The relationship with my only child, who is eleven years old, and the sweetest daughter one could ever hope to be a parent of, is intact. Even though I "fathered" my child, I am now her mom. My daughter's birth mother will always be her mother unless of course she changes her gender, which is doubtful since her sister is also a transgender woman. The children at my daughter's school, the staff, and our friends' children always refer to me as a mom. Occasionally my daughter is asked why she has two moms. That question can be difficult for any one to answer, let alone an eleven year old, but she is so well adjusted to our lives now that her answers are simple and honest. One kid responded to her explanation about what being transgender is with, "cool, my PE teacher is transgender" and that was it. Kids get over it in less than ten minutes.
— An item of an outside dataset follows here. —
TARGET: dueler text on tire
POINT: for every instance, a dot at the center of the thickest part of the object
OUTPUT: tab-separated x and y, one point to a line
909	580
I have been able to develop relationships with other parents without any bias as to my gender identity. We host sleepovers and play dates, we also attend family and church activities. My daughter, along with her friends and I, spend time in the various playgrounds in our area. My being transgender is pretty much a "non- issue" with the majority of children and their families.
I am now an optimistic woman, I need to be. Being a transsexual woman and single parent, I feel that it would not be fair to my eleven year-old daughter to be anything but optimistic for our future. The choices I make now are made with a fresh perspective that has clear objectives for the future ahead, not just for myself but for my child as well.